You may not believe it but even in this slow economy there are FHA home loans for poor credit. Today we’re going to show you some of the ways you can still make your homeowning dream come true, even with your poor credit problems. We’ll discuss things like Percentage Rates, Eligible Properties, and Grant/Gift Programs. By the time you’re finished reading this article you should be armed with the proper information needed to get your home loan in progress.
Your annual percentage rate on your mortgage should be a key factor in deciding which of the FHA home loans for poor credit is right for you. Not all loans, even those from the FHA, have the new homeowner’s best interest in mind. There are two types of percentage rates to look for, fixed or adjustable.
Fixed rate mortgages are just that, fixed. You lock in the rate now and it stays the same over the life of your loan. These are usually higher rates than adjustable, but they offer less risk. Sometimes having poor credit will limit your access to fixed rate loans, but they are still out there. You just need to know where to look. The fixed rate loans range from 15 to 40 years to pay off, with 30 being the norm. Often times, those with poor credit will opt for the 40 year loan if they can get it because the monthly payments will be significantly reduced. However, this will also mean you’re paying an extra ten years of interest on the loan. The best rate will naturally be on a 15 year mortgage, but those are very difficult to get with bad credit.

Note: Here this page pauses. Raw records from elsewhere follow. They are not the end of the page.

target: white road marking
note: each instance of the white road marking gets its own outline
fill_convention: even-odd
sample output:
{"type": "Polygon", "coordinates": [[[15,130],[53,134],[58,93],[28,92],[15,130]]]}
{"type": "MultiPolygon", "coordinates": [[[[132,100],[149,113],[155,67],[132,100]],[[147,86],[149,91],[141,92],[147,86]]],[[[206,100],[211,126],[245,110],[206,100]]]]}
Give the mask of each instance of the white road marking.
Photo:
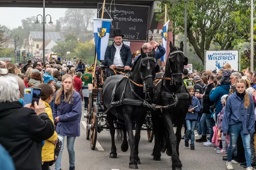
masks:
{"type": "Polygon", "coordinates": [[[82,123],[84,128],[86,129],[86,122],[85,122],[85,121],[81,121],[81,123],[82,123]]]}
{"type": "Polygon", "coordinates": [[[98,140],[96,141],[96,146],[98,151],[104,151],[104,149],[100,144],[100,143],[99,143],[99,142],[98,142],[98,140]]]}
{"type": "MultiPolygon", "coordinates": [[[[83,126],[84,127],[84,128],[86,129],[86,122],[85,122],[85,121],[81,121],[81,123],[82,123],[82,124],[83,125],[83,126]]],[[[98,140],[96,141],[96,148],[97,148],[98,151],[104,151],[104,149],[101,146],[101,145],[100,144],[100,143],[99,143],[99,142],[98,142],[98,140]]]]}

Adjustable rate mortgages start out with very low introductory rates. This is great to get someone with bad credit in the door. But you must read the fine print. Even though you can find adjustable FHA home loans for poor credit, they may not be the best financial decision. If you plan on staying in your home for more than 10 years, you may get hit with a rate hike you just can’t afford. There is one good thing about getting your adjustable rate mortgage through the FHA and that’s the fact that their rates don’t increase as quickly as conventional mortgages. On average, a private mortgage will adjust 2% a year, where the FHA loan will only adjust 1%. This is a dramatic savings when you consider the average home price for people with bad credit is still $200,000.

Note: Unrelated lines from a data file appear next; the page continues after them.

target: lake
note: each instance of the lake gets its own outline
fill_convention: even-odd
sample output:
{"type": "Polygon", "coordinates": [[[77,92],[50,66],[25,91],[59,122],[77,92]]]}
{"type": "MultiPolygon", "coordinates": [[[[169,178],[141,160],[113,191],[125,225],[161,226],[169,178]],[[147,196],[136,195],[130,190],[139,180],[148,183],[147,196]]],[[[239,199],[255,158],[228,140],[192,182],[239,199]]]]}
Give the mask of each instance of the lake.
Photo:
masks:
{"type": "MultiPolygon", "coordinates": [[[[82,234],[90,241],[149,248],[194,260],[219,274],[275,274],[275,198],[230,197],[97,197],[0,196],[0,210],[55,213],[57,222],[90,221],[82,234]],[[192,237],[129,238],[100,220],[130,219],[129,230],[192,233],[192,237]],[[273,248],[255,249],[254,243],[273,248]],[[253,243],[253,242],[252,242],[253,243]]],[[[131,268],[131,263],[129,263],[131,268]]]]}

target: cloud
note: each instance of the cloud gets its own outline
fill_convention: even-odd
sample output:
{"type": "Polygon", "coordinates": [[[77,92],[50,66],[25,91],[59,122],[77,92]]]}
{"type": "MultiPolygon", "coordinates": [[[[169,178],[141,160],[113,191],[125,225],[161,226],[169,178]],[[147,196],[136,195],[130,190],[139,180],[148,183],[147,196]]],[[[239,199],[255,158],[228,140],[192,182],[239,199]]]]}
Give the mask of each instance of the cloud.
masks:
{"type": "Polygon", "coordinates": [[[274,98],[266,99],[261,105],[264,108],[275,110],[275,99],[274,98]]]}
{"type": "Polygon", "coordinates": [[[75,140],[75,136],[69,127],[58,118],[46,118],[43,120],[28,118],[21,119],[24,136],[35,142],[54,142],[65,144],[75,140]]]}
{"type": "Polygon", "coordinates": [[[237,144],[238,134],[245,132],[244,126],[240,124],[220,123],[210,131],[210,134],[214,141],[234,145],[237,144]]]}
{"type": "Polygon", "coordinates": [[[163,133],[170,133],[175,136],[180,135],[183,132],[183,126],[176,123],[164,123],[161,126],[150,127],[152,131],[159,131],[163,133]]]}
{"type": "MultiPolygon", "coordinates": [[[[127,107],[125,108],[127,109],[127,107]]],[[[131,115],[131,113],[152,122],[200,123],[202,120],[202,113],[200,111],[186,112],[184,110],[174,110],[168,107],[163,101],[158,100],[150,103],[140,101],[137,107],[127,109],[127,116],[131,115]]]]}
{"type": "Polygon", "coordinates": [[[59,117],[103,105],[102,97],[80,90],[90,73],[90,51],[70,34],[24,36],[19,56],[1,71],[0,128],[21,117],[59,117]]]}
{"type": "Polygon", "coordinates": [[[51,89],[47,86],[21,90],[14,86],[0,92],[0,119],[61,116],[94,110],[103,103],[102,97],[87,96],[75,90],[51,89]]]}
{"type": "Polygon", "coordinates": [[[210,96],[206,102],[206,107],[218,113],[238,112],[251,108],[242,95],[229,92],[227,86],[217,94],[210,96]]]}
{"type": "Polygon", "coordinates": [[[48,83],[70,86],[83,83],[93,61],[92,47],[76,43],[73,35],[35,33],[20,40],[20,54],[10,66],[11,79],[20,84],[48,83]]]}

Since you’re in the market for FHA home loans for poor credit, then you are probably looking for the cheapest house you can find. However, you have to make sure it passes the strict guidelines set forth by the FHA. There are some do’s and don’ts when it comes to picking your FHA eligible home.
Contrary to popular belief, some manufactured homes will still qualify for an FHA home loan. The home must have a size of more than 400 and be built after 1976 to be sure it conforms to the Manufactured Home Construction and Safety Standards. An inspection will be necessary to prove this qualification. It must also be permanently affixed to the earth via a chassis and all the wheels must be removed. The mortgage you apply for must cover the home and the build site.

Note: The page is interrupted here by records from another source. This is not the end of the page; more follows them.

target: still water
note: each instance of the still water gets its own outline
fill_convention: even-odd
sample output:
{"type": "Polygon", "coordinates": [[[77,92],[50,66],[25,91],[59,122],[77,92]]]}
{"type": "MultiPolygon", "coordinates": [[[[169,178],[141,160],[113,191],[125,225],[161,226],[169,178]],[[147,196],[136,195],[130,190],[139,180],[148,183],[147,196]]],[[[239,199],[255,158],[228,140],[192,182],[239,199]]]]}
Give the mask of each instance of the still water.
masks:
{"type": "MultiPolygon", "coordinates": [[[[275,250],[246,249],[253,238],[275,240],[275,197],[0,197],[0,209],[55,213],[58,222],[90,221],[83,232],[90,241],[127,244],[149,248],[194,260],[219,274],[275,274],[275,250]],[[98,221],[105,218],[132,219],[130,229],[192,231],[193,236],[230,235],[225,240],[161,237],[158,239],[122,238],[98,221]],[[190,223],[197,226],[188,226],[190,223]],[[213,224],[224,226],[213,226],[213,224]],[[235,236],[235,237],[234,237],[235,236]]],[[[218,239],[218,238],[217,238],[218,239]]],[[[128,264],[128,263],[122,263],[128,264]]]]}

There are some properties that are not eligible for FHA home loans for poor credit. Those include co-ops and duplexes mainly. Also tourist homes and public boarding houses are not eligible, and any property that would be rezoned as commercial. The FHA feels that these are income producing properties and therefore don’t qualify for a home loan.
Many FHA home loans for poor credit offer gifts and other incentives to help their borrowers make closing. These include such things as sellers paying closing costs. While private mortgage companies generally only allow the seller to put up 3% of closing, the FHA doubles this allowance to 6%. This often means the difference between a low credit buyer getting into their dream home or not. Sometimes there’s even enough left over at closing to use that seller’s contribution toward your interest rate points. This would mean less of a monthly payment than you anticipated and budgeted for in the first place.
There are also many disaster relief programs associated with FHA home loans for poor credit. These loans offer 100% mortgages instead of the traditional 80%. This means you can usually walk away with little to no closing cost and be back in your own home in no time. Also, these loans only look at your credit history prior to the natural disaster. Therefore, any credit problems you’ve found yourself in since then will not be held against you. This will help get you back on your feet quickly, and then you can work on those recent credit issues.
The FHA home loans for poor credit also allow gift funds and grants to be brought to the closing table. Many faith based organizations will have programs offered to members of their congregation. Otherwise, check with your local chapter of Metropolitan Ministries and other community outreach programs to see if they offer any assistance. Also, if you’re receiving any form of public assistance, you can check with your case manager. They will have access to many community organizations and classes you can take to receive this aid. Normally, after completing a few classes and credit repair steps, you can receive up to $10,000 toward closing.
Now that you’ve learned so many new things about FHA home loans for poor credit it’s time to get out there and start financing. Keep in mind that you have to watch out for that adjustable rate, make sure the property is eligible, and look for some grants or gift funds. Once you have all this in place, be sure to choose a home that best fits your family and your wallet. Chances are your grandkids will be coming to visit in a few years.